Detecting heterogeneity in GWAS traits from expected correlations between polygenic risk score predictors
Principal Investigator:
Professor Itsik Pe'er
Approved Research ID:
55739
Approval date:
March 29th 2020
Lay summary
Genome-wide association studies have in the past decade discovered many variants in the genome which inform an individual's risk of various diseases. But conventional GWAS often labels individuals as strictly cases or controls for a disease. In practice, this may too reductive, as within a particular disease there may exist a distinct number of sub-types each with their own sets of observed symptoms. Some examples include bipolar disorder (manic or hypomanic), depression (typical and atypical), lung cancer, and breast cancer. Our goal is to detect the presence of these sub-types, which we term heterogeneity, without necessarily determining which individuals belong to which sub-type. By reducing the complexity of our model in this way, we have a decent chance with current cohort sizes to obtain the required signals, which are very small and widely dispersed throughout the genome. Our model CLiP (Correlated Liability Predictors) detects heterogeneity by calculating how often particular genetic variants co-occur with one another among affected individuals and compares these values to what we would expect when no heterogeneity is present.

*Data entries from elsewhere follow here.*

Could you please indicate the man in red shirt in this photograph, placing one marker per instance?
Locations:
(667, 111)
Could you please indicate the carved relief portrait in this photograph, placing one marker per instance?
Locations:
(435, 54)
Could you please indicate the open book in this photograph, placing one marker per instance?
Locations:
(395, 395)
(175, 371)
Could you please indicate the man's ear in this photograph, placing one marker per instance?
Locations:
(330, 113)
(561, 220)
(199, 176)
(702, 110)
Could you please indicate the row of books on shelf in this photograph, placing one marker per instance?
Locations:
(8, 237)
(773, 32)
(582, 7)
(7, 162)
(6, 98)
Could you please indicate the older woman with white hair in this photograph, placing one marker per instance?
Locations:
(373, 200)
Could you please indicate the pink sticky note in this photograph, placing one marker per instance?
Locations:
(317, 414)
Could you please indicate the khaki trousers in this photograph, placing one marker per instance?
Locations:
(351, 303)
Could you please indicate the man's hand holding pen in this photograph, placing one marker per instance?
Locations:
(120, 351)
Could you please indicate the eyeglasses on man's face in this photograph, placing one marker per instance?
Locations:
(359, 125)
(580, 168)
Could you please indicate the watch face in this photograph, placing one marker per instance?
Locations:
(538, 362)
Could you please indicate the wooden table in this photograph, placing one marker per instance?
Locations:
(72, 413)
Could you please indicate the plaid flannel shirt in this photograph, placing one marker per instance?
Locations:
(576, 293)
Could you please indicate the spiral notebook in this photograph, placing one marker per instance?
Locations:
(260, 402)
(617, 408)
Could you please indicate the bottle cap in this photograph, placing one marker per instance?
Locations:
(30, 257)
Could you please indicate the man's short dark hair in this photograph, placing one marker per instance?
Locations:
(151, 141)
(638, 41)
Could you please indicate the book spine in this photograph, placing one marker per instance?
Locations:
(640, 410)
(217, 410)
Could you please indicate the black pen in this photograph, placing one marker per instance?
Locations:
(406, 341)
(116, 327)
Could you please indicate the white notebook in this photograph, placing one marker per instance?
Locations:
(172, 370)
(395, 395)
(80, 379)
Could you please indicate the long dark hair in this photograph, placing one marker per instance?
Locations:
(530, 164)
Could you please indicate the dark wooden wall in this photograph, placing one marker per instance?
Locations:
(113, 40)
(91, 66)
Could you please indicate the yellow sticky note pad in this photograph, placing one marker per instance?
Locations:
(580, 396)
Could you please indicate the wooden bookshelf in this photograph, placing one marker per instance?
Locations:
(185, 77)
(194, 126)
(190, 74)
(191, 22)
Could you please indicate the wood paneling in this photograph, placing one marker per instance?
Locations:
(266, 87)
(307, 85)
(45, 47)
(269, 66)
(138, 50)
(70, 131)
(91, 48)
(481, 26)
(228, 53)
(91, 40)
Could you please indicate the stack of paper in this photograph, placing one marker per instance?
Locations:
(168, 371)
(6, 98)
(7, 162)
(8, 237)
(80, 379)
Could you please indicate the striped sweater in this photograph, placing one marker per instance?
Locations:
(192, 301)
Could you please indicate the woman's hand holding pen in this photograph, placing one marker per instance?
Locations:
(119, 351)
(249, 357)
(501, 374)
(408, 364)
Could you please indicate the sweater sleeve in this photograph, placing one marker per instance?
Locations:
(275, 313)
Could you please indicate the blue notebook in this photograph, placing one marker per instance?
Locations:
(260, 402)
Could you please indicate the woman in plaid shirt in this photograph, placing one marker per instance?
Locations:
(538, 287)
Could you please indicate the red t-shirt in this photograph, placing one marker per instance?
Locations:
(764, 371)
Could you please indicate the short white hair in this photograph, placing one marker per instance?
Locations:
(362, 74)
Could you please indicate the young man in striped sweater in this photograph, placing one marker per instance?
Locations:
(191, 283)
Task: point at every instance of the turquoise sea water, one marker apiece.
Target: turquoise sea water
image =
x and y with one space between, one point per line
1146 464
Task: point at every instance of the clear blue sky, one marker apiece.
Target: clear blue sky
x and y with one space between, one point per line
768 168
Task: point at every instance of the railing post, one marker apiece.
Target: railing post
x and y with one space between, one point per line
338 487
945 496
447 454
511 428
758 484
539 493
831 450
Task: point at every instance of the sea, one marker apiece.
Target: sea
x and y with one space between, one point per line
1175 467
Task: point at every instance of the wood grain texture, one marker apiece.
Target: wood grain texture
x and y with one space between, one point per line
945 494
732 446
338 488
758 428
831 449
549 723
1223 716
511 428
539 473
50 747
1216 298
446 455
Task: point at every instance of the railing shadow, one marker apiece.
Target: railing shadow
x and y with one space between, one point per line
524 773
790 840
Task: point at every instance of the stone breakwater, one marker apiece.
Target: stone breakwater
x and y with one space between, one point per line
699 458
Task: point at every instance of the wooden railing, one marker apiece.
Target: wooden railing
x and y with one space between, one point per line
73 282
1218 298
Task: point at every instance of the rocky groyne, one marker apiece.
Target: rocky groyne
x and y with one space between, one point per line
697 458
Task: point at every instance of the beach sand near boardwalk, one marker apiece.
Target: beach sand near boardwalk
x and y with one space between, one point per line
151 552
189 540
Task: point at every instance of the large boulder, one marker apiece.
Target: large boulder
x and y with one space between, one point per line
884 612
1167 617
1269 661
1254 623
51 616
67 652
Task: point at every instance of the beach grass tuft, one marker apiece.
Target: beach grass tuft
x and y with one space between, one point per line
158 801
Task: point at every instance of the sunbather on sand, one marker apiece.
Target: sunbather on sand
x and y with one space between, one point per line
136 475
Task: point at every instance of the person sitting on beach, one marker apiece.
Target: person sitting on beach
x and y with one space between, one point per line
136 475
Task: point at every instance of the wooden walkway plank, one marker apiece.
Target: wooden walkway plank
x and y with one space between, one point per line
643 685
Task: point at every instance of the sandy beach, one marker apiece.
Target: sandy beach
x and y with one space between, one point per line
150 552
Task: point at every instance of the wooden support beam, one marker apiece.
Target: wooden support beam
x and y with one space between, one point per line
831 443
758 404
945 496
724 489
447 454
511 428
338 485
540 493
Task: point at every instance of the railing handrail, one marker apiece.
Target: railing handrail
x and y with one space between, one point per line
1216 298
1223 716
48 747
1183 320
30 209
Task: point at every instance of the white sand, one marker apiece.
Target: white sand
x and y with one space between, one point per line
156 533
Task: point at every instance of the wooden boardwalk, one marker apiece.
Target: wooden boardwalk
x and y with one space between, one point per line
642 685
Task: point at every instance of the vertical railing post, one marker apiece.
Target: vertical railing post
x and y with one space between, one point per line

We expect the duration of this project to be 1 year. We have already devoted significant time to developing and validating CLiP with simulated GWAS cohorts, so this time will consist of data processing. While interest in disease heterogeneity has increased in recent years, there has been relatively little work on discovering hidden sub-types. We hope that CLiP is a first step toward routinely considering the possibility of heterogeneity when conducting GWAS. Additionally, recent works have shown that genetic variants associated with diseases may vary among different populations separated by sex or ancestry, and the overrepresentation of certain groups in GWAS may lead to disparities in diagnosis and care. It stands to reason that there may be numerous diseases with distinct genetic associations across different groups, many of which may not neatly divide among readily visible attributes. Addressing heterogeneity in this scenario will ensure we are properly serving every population.